Botnets Using Ubiquity For Security
Trailrunner7 sends in this excerpt from Threatpost: "As major botnet operators have moved from top-down C&C infrastructures, like those employed throughout the 1990s and most of the last decade, to more flexible peer-to-peer designs, they also have found it much easier to keep their networks up and running once they're discovered. When an attacker at just one, or at most two, C&C servers was doling out commands to compromised machines, evading detection and keeping the command server online were vitally important. But that's all changed now. With many botnet operators maintaining dozens or sometimes hundreds of C&C servers around the world at any one time, the effect of taking a handful of them offline is negligible, experts say, making takedown operations increasingly complicated and time-consuming. It's security through ubiquity. Security researchers say this change, which has been occurring gradually in the last couple of years, has made life much more difficult for them. ... Researchers in recent months have identified and cleaned hundreds of domains being used by the Gumblar botnet, but that's had little effect on the botnet's overall operation."
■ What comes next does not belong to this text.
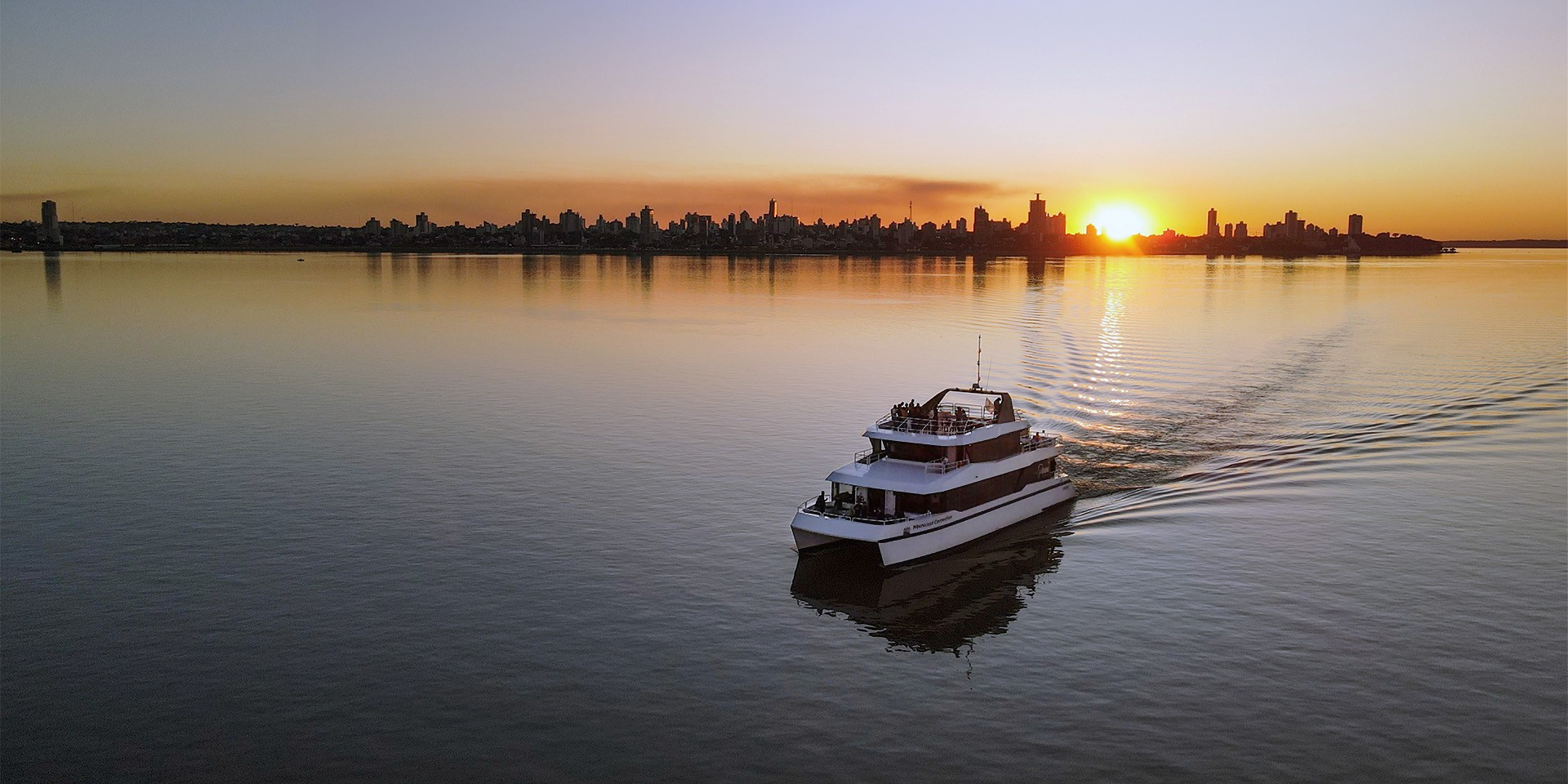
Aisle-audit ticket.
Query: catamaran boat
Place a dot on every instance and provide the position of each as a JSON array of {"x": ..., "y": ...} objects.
[{"x": 940, "y": 474}]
My small 16 person company gets an average of 300K Directory Harvesting emails a day - everyday - day in day out. All I have to say is I appreciate the jerks running the botnets for not killing my domain with 30 Million of these a day. They throttle their crap to a certain level somehow so they are annoying but not crippling. Gee, thanks, I guess.
It seems to me there is an accountability gap for ISPs. Those providing network connections are not held accountable for machines on their network.
And the moment they do that, they'll be expected to police for other illegal or immoral activity, like video and music downloading, content monitoring, deep packet inspection, and more. The operating costs go up as well, making them less competitive compared to other ISPs that do not monitor their customer's habits.
No, security needs to be managed by the owner of the machine. The ISP only has the responsibility to ensure that the customer has reasonable access through its networks, and perhaps a measure of QoS filtering/rate limiting/etc., to manage a shared (and limited) resource. Unless the bot is commanding the machine to use lots of network resources, its impact to other users is negligible from the ISPs perspective.